Les rues de Pointe-Noire ont vibré ce 10 decembre 2025 d’une solennité rare lorsque, sous un soleil docile, Niska a déposé la première pierre de l’orphelinat qu’il entend ériger au cœur de la cité océane. Le geste, simple en apparence, s’est chargé d’un éclat particulier tant il symbolise l’alliance entre notoriété artistique et engagement humanitaire.
Le rappeur franco-congolais, dont la trajectoire musicale a souvent flirté avec les réalités sociales, a ainsi matérialisé une promesse maintes fois évoquée : rendre à la terre de ses origines une part de ce qu’elle lui a donné. Sa présence, entourée d’enfants, de responsables locaux et d’autorités administratives, avait l’austère beauté des moments où la parole devient action.

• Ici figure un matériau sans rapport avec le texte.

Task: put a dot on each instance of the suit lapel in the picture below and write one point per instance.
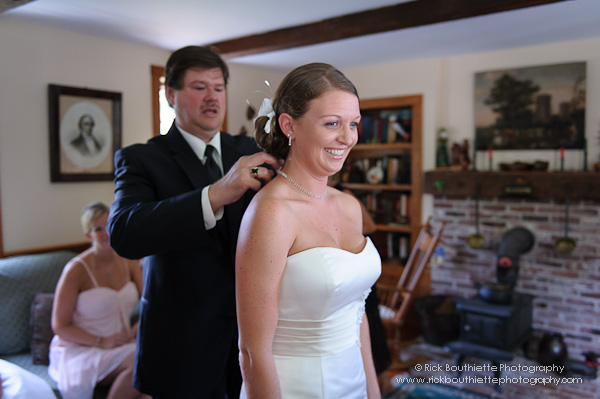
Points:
(186, 158)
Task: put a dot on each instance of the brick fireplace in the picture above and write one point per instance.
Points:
(566, 287)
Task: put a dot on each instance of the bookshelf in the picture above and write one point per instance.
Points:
(393, 197)
(390, 137)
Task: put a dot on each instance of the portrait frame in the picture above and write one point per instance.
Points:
(85, 133)
(531, 108)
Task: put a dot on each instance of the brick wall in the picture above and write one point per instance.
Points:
(566, 287)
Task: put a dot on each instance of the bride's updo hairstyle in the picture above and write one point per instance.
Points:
(297, 89)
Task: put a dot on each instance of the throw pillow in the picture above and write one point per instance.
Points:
(41, 327)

L’orphelinat, dont la construction débute officiellement, a vocation à offrir un toit, une éducation digne et un suivi encadré à des enfants dont le destin s’est entrouvert dans la fragilité. Le projet prévoit des dortoirs modernes, des espaces éducatifs, une infirmerie, ainsi qu’un cadre sécurisé permettant à chaque pensionnaire de se reconstruire et de se projeter sereinement dans l’avenir.
Les autorités congolaises ont salué une « initiative magnanime » et rappelé l’importance des partenariats entre acteurs publics et initiatives citoyennes issues de la diaspora. Elles ont insisté sur l’exemplarité d’une telle démarche, à la fois philanthropique et profondément enracinée dans une solidarité culturelle qui transcende les frontières.
Niska, visiblement ému, a rappelé que ce chantier ne relevait pas d’un simple geste de générosité ponctuelle, mais d’un engagement durable. Selon ses mots, « aucun talent n’a de sens s’il ne peut contribuer à améliorer la condition humaine ». Une phrase qui, dans cet instant, a résonné comme une profession de foi.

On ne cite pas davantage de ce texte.